Giriş Tarihi : Son Güncelleme :
Kurban kelimesi, kendisi ile Allah'a yaklaşılan şey mânasına gelir. Bu isimden de anlaşıldığı gibi kurban; Allah'a yaklaşma ve O'nun rızasını kazanma vesilesidir.
kurban kesmek, Allah'ın hatırlanması, yeryüzünde mevcut bütün hayvanların Allah'ın mülkü olup, sırf rahmet eseri olarak insanların istifadesine verilmiş olduğunun bilinmesi için emrolmuştur.
Her yıl Müslümanlar tarafından binlerce kurban kesilmektedir. Bu, bir bakıma, bir Müslümanın Allah'a ibadet ve onun emrine uymak için her şeyini feda edebileceğinin, Allah yolunda bütün varlığından vazgeçebileceğinin sembolik bir ifadesi olmaktadır.
Kimler kurban kesmekle yükümlüdür? sorusunu Diyanet İşleri Yüksek Kurulu şöyle cevapladı:
Kurban kesmek, akıl sağlığı yerinde, büluğa ermiş, temel ihtiyaçları ve borçlarından başka nisap miktarı mala sahip olup seferi olmayan her Müslümanın yerine getirmekle yükümlü olduğu malî bir ibadettir. Bu malın artıcı (nâmî) olup olmadığına ve üzerinden bir yıl geçip geçmediğine bakılmaz. Buna göre yukarıda zikredilen şartları taşıyıp, temel ihtiyaçlarından ve borcundan başka 80,18 gr. altın veya değerinde para ya da eşyaya sahip olan kimselerin kurban kesmesi gerekir.
Diyanet İşleri Yüksek Kurulu kurban etinin nasıl dağıtılması gerektiği sorusunu şöyle cevapladı:
Kurban etinin üçe taksim edilip, bir bölümünün kurban kesemeyen yoksullara dağıtılması, bir bölümünün akraba, tanıdık ve komşularla paylaşılması, bir kısmının da evde yenmesi tavsiye edilmiştir.

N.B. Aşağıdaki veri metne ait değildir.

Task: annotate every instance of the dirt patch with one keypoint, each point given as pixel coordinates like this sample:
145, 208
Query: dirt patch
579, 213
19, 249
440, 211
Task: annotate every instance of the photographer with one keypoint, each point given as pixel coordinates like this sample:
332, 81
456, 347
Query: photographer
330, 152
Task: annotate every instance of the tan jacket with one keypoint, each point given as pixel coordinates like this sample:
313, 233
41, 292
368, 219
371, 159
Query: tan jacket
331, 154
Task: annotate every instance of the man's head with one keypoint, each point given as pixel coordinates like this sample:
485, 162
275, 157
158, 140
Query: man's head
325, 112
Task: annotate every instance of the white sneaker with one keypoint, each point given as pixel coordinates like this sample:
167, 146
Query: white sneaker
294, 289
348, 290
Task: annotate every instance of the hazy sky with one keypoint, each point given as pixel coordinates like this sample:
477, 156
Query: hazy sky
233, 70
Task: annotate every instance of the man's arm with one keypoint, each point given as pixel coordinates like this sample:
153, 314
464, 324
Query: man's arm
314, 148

Bununla birlikte Hanefî mezhebine göre kurban etinin tamamı da evde bırakılabilir (Kâsânî, Bedâi', 5/80-81). Ancak durumu iyi olan Müslümanların, toplumda muhtaçların arttığı bir dönemde kurban etlerinin çoğunu hatta tamamını dağıtmaları daha uygun olur.
Şâfiî mezhebine göre ise kurban etinden az da olsa fakirlere verilmesi gerekir (bkz. Nevevî, el-Mecmû', 8/413).